Every day twenty-seven people die as a result of drunk driving which equates to approximately 10,000 people a year. Driving under the influence is a crime when a person’s blood level of alcohol exceeds the legal limit of 0.08%. Standard penalties against first time offenders include: having their driver’s licenses revoked and paying a fine ranging from $500-$2,000. All drunk drivers should be imprisoned for eight or more months because they are likely to repeat the offense, they cause most automobile fatalities/injuries, and drivers can participate in rehabilitation programs while incarcerated.
The first reason drunk drivers should be imprisoned because they are likely to repeat the behavior. Sadly, a DUI does not stop offenders from repetitively having a bottle in one hand and the other on the steering wheel. Most offenders lack the willingness to break this bad habit. In fact according to “About Drunk Driving”, “About one-third of the drunk driving problem – arrests, crashes, deaths, and injuries – comes from repeat offenders” (4). Offenders may not kill someone on the first offense but the percentage rises once the offense is repeated. According to Laura Dean-Mooney, a MAPP representative, “Unfortunately, the criminal justice system’s ‘catch and release’ approach to drunk driving remains a huge threat to public safety” (4). By implementing several harsh penalties, criminals will realize that drinking under the influence is not acceptable. According to one statistic, “Fifty to seventy-five percent of convicted drunk drivers continue to drive on a suspended license” (Peck, Wilson, and Sutton 25). This means over half of drunk drivers are repeat offenders and should be held responsible for their actions. All offenders should serve 8 or more months in prison due to their irresponsible behavior.
Another reason jail time should be mandatory for offenders are because repeat offenders cause most automobile fatalities/injuries. What drunk drivers fail to realize is they are putting themselves and others in tremendous danger.
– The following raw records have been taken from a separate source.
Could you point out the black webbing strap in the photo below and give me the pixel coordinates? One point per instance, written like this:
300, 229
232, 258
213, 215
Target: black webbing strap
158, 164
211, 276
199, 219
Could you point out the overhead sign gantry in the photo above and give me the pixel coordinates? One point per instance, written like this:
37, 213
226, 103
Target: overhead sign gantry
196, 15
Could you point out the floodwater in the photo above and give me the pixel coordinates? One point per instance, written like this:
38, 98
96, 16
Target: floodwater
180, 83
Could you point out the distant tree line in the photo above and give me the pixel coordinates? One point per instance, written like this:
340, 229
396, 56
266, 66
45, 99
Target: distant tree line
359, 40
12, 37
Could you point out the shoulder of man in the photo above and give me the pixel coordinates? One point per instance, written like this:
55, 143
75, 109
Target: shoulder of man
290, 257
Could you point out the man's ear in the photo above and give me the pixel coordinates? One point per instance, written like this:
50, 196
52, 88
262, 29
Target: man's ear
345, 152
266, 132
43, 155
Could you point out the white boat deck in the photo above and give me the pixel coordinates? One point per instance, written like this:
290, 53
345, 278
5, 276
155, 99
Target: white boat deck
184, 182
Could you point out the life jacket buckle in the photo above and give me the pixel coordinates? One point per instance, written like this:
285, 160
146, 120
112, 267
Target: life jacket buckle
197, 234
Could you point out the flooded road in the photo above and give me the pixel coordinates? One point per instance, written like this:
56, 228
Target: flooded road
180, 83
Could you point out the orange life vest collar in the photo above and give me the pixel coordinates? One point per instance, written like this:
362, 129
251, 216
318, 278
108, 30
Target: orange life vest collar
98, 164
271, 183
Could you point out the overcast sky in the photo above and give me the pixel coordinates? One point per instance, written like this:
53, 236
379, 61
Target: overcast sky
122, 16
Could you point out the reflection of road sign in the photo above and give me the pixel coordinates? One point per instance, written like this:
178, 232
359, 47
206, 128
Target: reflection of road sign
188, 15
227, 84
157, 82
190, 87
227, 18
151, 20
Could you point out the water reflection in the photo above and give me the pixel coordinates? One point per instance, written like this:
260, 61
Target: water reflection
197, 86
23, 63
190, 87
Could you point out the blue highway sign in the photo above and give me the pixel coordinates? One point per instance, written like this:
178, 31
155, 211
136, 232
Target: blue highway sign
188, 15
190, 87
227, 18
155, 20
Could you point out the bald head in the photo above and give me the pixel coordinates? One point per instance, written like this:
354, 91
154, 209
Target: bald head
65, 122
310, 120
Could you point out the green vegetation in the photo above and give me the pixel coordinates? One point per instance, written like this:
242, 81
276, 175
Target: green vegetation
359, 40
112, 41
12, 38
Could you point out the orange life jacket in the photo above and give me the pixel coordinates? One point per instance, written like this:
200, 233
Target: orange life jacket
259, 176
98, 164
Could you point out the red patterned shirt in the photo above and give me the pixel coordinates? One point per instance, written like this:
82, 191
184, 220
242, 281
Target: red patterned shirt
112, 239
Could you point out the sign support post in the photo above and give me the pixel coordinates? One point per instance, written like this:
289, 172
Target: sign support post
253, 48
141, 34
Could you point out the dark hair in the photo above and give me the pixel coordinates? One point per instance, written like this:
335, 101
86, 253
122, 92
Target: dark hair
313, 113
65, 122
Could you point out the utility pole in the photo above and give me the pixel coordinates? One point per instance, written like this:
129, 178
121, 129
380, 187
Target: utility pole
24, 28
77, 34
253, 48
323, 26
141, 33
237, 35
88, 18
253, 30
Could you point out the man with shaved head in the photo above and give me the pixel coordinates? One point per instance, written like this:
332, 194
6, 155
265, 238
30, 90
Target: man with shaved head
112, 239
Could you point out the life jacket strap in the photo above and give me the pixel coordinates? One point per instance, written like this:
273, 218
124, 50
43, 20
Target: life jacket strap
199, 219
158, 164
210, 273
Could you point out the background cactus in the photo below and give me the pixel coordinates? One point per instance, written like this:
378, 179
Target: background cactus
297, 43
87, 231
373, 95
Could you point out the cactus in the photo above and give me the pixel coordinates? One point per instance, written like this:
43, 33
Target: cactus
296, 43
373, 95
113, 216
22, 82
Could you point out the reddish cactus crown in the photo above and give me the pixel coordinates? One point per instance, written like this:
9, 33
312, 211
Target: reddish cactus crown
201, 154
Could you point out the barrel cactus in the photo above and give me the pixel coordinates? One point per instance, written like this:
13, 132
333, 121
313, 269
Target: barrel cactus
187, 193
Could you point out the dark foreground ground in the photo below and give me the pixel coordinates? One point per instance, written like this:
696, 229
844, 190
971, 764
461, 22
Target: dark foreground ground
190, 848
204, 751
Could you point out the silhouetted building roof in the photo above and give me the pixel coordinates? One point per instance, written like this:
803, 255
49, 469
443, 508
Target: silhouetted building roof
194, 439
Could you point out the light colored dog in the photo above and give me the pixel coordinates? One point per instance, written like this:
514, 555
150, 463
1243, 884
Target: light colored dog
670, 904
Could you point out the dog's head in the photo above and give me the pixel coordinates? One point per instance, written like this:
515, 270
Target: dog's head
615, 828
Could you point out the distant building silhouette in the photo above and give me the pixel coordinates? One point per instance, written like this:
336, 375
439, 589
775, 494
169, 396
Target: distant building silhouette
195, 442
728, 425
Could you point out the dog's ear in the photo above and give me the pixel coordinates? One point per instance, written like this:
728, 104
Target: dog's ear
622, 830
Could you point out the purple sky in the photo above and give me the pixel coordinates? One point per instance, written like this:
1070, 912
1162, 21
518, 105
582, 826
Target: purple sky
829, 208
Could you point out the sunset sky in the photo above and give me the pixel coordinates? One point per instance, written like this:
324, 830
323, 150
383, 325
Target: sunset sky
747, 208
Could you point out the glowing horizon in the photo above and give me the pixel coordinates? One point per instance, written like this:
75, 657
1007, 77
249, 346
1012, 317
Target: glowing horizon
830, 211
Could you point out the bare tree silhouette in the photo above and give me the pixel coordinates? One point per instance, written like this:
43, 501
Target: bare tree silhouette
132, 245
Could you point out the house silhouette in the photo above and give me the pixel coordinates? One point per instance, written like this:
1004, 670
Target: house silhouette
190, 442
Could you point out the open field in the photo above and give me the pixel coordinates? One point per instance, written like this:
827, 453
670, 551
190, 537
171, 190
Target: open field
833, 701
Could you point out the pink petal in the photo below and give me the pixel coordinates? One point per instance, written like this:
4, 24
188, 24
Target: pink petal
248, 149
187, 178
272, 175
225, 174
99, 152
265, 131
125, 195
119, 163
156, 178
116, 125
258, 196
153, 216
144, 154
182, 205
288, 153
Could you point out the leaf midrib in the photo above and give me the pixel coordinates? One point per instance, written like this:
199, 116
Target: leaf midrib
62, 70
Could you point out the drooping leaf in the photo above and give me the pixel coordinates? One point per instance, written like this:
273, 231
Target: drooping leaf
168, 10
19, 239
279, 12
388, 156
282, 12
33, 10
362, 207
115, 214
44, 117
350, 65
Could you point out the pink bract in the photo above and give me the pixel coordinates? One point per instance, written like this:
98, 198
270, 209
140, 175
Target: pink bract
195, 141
According to “Alcohol as a Cause of Traffic Crashes”, “A large study of 1,882 fatally injured drivers in several states concluded that 68% of sober drivers and 94% of intoxicated drivers (0.10 BAC or higher) were responsible for their crashes” (Hanson 6). According to this study, nearly all drivers were intoxicated and admitted. If all drivers were forced into a jail cell, there would be shrinkage in both fatalities and automobile accidents. In fact, “Almost half of all drivers who were killed in crashes tested positive for drugs and also had alcohol in their system” (Johnston, O'Malley, Bachman, and Schulenberg 1). So why should any offender remain free? According to “Drunk Driving Accident Statistics”, “Three in every ten Americans will be involved in an alcohol-related crash at some point in their lives” (5). To guarantee the safety of innocent people on the road, all offenders must go to jail immediately.